Closed
Bug 758091
Opened 14 years ago
Closed 14 years ago
Investigate hung slaves from tegra foopies
Categories
(Infrastructure & Operations Graveyard :: CIDuty, task)
Tracking
(Not tracked)
RESOLVED
INCOMPLETE
People
(Reporter: Callek, Assigned: Callek)
References
Details
So earlier today (Wed 5/23) we had many network issues, and some hung slaves on bm19 at least.
This prevent ben's fabric reconfig from completing, Stayed broke even after I did some lsof checking on both foopy and master even after using manhole to os.close() per https://wiki.mozilla.org/ReleaseEngineering/How_To/Unstick_a_Stuck_Slave_From_A_Master
After all that was said and done there was a network blip in scl3 which took down hg briefly, and I go back and look at some slaves/masters tonight and I see a bunch of hung slaves on bm19 (list to follow). I only checked with tegra-035 on foopy07 and nothing obvious stands out.

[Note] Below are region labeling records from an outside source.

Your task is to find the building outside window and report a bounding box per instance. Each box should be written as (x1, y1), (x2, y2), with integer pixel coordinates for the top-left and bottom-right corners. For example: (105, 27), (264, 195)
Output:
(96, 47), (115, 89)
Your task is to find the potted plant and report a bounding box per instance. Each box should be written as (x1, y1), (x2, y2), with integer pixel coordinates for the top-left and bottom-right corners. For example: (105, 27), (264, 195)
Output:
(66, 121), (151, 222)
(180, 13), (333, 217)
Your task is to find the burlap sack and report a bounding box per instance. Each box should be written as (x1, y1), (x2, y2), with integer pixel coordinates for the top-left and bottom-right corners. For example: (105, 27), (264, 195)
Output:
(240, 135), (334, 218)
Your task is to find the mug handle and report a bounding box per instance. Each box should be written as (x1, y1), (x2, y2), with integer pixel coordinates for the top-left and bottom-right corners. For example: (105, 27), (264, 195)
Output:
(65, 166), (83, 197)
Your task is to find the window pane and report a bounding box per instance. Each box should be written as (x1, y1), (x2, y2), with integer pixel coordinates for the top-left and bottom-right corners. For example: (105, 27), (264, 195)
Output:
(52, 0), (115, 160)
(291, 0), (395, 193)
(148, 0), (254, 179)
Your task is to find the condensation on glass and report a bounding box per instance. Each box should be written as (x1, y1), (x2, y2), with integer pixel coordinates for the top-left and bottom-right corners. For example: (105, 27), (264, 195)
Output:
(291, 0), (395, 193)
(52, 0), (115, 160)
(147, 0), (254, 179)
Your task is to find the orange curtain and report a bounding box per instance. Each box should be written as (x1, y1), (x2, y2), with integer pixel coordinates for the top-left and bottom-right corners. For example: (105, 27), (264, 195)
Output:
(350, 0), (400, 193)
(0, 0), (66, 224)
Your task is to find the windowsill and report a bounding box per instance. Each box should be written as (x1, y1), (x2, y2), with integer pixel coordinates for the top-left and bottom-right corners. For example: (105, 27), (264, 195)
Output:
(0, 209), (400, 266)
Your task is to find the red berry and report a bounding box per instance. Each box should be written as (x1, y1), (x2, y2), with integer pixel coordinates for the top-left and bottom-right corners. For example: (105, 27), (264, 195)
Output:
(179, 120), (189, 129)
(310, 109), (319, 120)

bm19: 032, 035, 105, 108, 109, 188, 225
The symptoms is a twistd traceback on the slave side:
2012-05-23 18:30:51-0700 [-] reactor class: twisted.internet.selectreactor.SelectReactor.
2012-05-23 18:30:51-0700 [-] Starting factory <buildslave.bot.BotFactory instance at 0x101a63c20>
2012-05-23 18:30:51-0700 [-] Connecting to buildbot-master19.build.mozilla.org:9201
2012-05-23 18:31:13-0700 [Broker,client] ReconnectingPBClientFactory.failedToGetPerspective
2012-05-23 18:31:13-0700 [Broker,client] Unhandled Error
Traceback from remote host -- Traceback (most recent call last):
File "/builds/buildbot/tests1-tegra/lib/python2.6/site-packages/twisted/spread/pb.py", lin
e 1346, in remote_respond
d = self.portal.login(self, mind, IPerspective)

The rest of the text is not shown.